Mr Hartigan revealed the prevailing economic environment has had “flow on effects for affordability”. His estimation was supported by the report’s findings that the debt-to-income ratio for couples using the FHBG rose from 3.6 in the 2021–22 financial year, to 4.2 last financial year.
However, for single applicants of the same scheme, their DTI ratio, 5.3 times their average income, remained consistent with the previous year, while DTI ratios for RFHBG applicants were slightly lower than those in the broader FHBG.
And while many remain wrapped in fears of the looming mortgage cliff, expected to kick in sometime later this year, the report found scheme loan holders face a more gradual expiration of their fixed rate loans throughout the remainder of this year and 2024.

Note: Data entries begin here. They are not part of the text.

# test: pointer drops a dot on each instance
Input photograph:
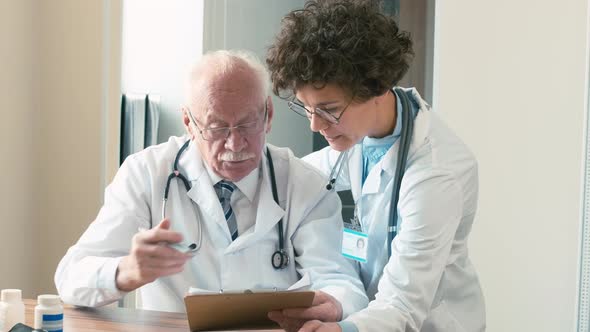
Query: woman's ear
(270, 113)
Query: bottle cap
(11, 295)
(48, 299)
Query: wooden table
(115, 319)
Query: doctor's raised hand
(150, 257)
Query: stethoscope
(279, 259)
(405, 137)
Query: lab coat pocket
(441, 320)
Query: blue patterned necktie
(224, 190)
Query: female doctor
(337, 61)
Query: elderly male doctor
(228, 114)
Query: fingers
(311, 326)
(324, 308)
(287, 324)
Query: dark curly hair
(346, 42)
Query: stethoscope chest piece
(280, 259)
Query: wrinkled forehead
(235, 91)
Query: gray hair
(225, 61)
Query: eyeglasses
(221, 133)
(324, 114)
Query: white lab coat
(312, 221)
(429, 283)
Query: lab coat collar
(355, 168)
(268, 212)
(389, 161)
(247, 185)
(201, 191)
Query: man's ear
(270, 110)
(186, 121)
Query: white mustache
(236, 156)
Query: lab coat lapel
(201, 191)
(355, 165)
(268, 212)
(421, 126)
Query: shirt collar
(247, 185)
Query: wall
(55, 95)
(161, 40)
(17, 130)
(510, 78)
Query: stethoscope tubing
(405, 138)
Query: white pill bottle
(49, 313)
(13, 308)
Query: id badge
(354, 245)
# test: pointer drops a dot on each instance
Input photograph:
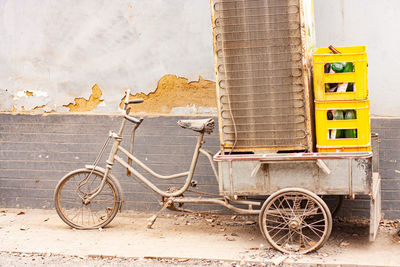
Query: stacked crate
(341, 134)
(262, 51)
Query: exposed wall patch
(82, 105)
(173, 92)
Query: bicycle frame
(114, 157)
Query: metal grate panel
(260, 74)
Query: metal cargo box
(262, 51)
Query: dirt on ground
(181, 239)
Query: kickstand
(153, 218)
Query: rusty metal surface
(289, 156)
(350, 173)
(260, 59)
(375, 207)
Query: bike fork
(110, 163)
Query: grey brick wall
(36, 151)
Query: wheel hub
(294, 224)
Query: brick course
(36, 151)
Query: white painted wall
(60, 49)
(375, 24)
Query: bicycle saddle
(203, 125)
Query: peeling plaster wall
(59, 50)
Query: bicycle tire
(69, 204)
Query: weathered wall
(36, 151)
(59, 50)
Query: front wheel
(71, 192)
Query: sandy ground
(233, 239)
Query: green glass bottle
(338, 115)
(349, 68)
(338, 67)
(350, 115)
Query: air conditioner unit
(262, 51)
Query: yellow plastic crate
(323, 126)
(355, 54)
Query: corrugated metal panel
(260, 72)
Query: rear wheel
(294, 220)
(74, 188)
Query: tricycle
(294, 217)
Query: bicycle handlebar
(133, 119)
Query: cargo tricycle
(294, 218)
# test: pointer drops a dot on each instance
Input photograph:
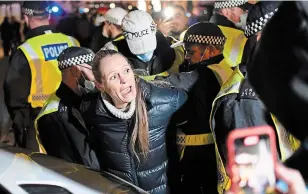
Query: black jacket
(202, 87)
(64, 134)
(162, 60)
(111, 137)
(98, 40)
(238, 110)
(17, 89)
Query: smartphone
(252, 157)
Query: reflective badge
(52, 51)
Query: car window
(3, 190)
(44, 189)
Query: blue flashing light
(55, 9)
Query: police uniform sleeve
(184, 80)
(16, 91)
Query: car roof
(100, 181)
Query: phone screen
(254, 165)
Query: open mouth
(126, 90)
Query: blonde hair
(140, 134)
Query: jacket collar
(39, 31)
(213, 60)
(222, 21)
(68, 95)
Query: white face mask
(242, 23)
(104, 32)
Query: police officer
(59, 126)
(147, 49)
(208, 71)
(33, 73)
(110, 29)
(230, 16)
(237, 105)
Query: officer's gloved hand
(279, 56)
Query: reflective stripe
(236, 48)
(37, 65)
(183, 140)
(41, 53)
(74, 41)
(51, 105)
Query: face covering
(242, 23)
(85, 86)
(146, 56)
(105, 31)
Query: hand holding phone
(251, 160)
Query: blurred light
(55, 9)
(86, 10)
(141, 5)
(252, 140)
(156, 5)
(168, 13)
(112, 5)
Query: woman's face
(118, 80)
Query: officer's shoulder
(246, 91)
(17, 57)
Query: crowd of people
(154, 102)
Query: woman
(128, 121)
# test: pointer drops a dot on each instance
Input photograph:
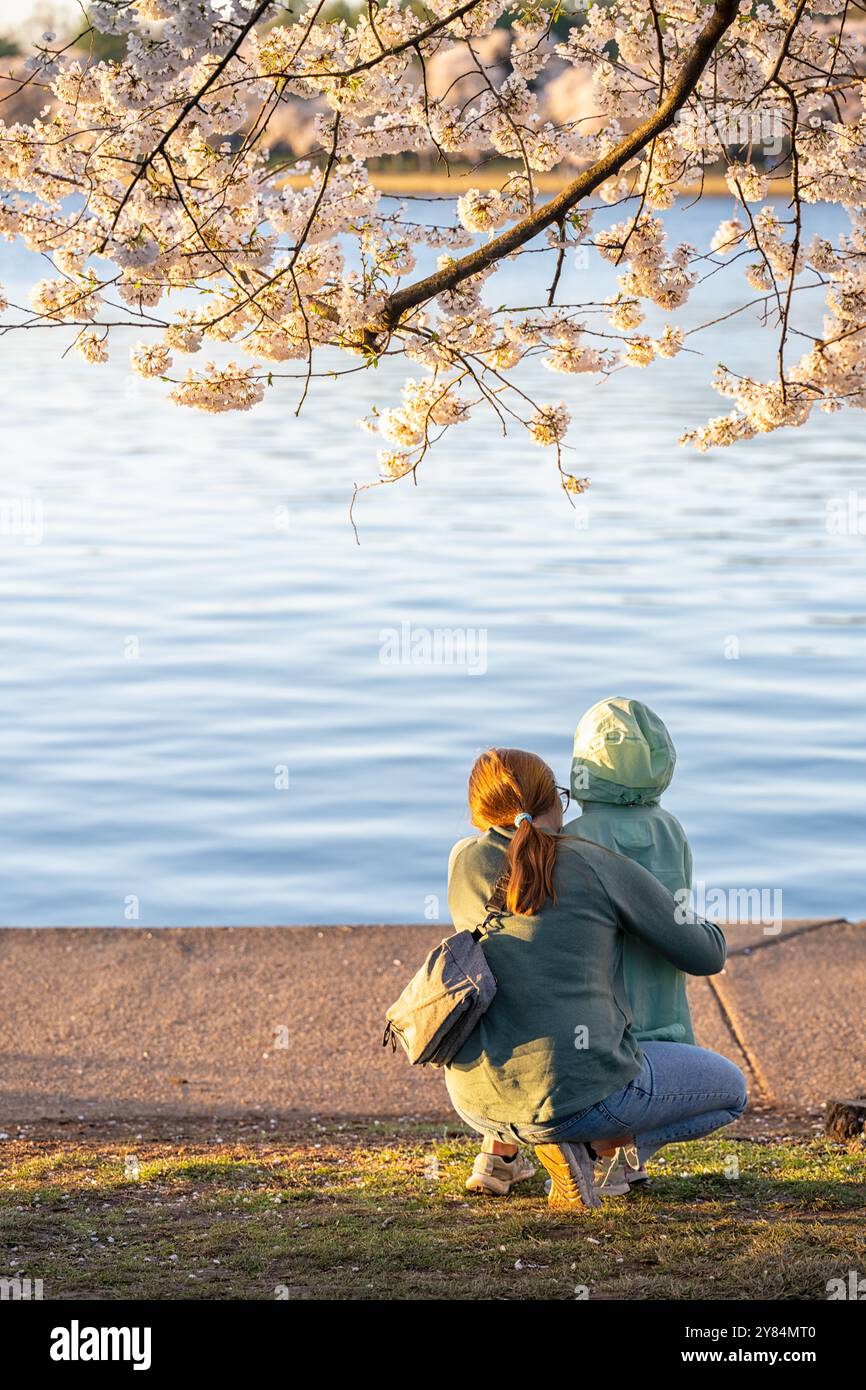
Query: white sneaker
(634, 1169)
(610, 1178)
(616, 1175)
(495, 1176)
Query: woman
(553, 1061)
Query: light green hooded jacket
(623, 761)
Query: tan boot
(570, 1169)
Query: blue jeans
(680, 1093)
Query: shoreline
(132, 1025)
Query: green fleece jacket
(623, 761)
(558, 1037)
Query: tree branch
(555, 210)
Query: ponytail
(509, 787)
(531, 858)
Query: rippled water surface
(220, 549)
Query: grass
(350, 1211)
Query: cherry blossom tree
(149, 186)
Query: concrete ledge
(284, 1020)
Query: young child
(623, 761)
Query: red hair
(503, 783)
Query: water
(220, 549)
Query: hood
(623, 754)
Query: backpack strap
(495, 904)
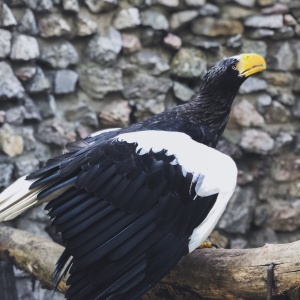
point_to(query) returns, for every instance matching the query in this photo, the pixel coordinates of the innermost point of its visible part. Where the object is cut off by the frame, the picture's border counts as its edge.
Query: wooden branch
(33, 254)
(204, 274)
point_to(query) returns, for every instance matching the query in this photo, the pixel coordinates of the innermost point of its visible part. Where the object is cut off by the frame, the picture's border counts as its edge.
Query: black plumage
(126, 213)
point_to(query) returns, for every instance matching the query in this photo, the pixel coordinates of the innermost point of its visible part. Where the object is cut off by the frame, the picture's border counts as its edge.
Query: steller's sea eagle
(131, 202)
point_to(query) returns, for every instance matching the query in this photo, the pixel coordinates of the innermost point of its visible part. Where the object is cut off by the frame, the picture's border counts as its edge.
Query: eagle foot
(208, 244)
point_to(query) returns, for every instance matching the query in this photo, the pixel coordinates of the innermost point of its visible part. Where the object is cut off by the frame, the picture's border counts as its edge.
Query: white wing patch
(213, 171)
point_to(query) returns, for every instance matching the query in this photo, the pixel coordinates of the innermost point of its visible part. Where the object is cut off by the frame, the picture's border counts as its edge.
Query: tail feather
(17, 198)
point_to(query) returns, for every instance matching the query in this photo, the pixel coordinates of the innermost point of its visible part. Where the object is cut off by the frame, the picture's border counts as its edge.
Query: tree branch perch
(204, 274)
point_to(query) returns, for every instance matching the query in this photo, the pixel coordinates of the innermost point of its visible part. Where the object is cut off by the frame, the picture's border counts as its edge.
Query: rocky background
(68, 68)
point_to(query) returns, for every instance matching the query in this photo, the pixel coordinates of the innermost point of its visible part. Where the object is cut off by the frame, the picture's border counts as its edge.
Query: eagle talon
(270, 281)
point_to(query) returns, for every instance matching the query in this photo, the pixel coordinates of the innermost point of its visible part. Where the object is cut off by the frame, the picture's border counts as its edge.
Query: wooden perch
(204, 274)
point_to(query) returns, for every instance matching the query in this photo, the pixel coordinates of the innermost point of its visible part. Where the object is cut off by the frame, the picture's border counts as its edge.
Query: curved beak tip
(250, 63)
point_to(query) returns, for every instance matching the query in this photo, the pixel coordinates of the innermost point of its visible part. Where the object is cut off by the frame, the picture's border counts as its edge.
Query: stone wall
(71, 67)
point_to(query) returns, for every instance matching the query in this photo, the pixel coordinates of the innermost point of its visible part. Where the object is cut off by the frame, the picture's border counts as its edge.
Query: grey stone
(286, 99)
(295, 10)
(155, 20)
(25, 73)
(6, 171)
(85, 26)
(213, 27)
(180, 19)
(278, 8)
(196, 3)
(151, 37)
(15, 115)
(97, 82)
(127, 18)
(96, 6)
(143, 86)
(24, 47)
(82, 114)
(25, 166)
(289, 20)
(30, 110)
(266, 2)
(7, 19)
(182, 92)
(145, 109)
(263, 101)
(168, 3)
(71, 5)
(173, 41)
(53, 26)
(140, 3)
(2, 116)
(55, 133)
(253, 84)
(258, 21)
(189, 63)
(39, 83)
(282, 140)
(151, 61)
(65, 81)
(11, 143)
(28, 138)
(5, 42)
(256, 141)
(296, 109)
(246, 115)
(208, 10)
(284, 56)
(262, 236)
(278, 79)
(296, 85)
(236, 12)
(28, 23)
(59, 55)
(261, 33)
(239, 211)
(247, 3)
(235, 41)
(46, 105)
(206, 45)
(115, 114)
(276, 113)
(285, 217)
(39, 5)
(238, 243)
(10, 86)
(261, 214)
(130, 43)
(285, 32)
(105, 49)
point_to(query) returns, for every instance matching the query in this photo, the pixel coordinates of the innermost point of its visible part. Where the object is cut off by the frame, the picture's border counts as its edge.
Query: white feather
(17, 197)
(213, 171)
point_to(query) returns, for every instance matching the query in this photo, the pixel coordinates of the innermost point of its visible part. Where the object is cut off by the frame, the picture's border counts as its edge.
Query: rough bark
(204, 274)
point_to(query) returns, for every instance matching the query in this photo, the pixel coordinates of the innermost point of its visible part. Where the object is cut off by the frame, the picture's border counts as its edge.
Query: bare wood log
(204, 274)
(31, 253)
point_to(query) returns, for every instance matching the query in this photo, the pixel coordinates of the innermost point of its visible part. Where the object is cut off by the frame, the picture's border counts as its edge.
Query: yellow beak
(250, 63)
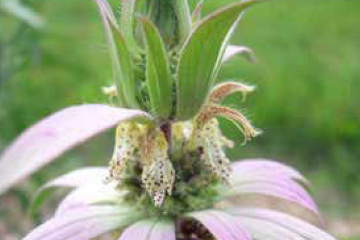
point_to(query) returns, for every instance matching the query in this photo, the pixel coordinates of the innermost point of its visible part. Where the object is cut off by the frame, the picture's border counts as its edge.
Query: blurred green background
(307, 100)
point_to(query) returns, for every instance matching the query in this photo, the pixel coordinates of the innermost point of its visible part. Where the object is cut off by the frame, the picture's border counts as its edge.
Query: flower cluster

Around 33 per cent of loans issued under the scheme will expire in the second half of 2023, followed by 23.1 per cent in the first six months of 2024, and 17.4 per cent in the final half of next year. Moving beyond that, nearly 14 per cent of loans’ fixed rates will expire in the opening half of 2025, before just over 11 per cent to expire in the 18 months following.
Moreover, the report highlights entering into the HGS and any of its related offerings is not a life sentence, with nearly 10,000 households, or around 12 per cent of all guarantees issued, having already transitioned out of the scheme.
It found many buyers able to transition out of the scheme have accumulated enough equity to achieve an LVR of less than 80 per cent and therefore no longer require a guarantee.
The data is another string in the HGS’ bow, following the June celebration of its 100,000th purchase facilitation, and highlights the financial feasibility of the scheme.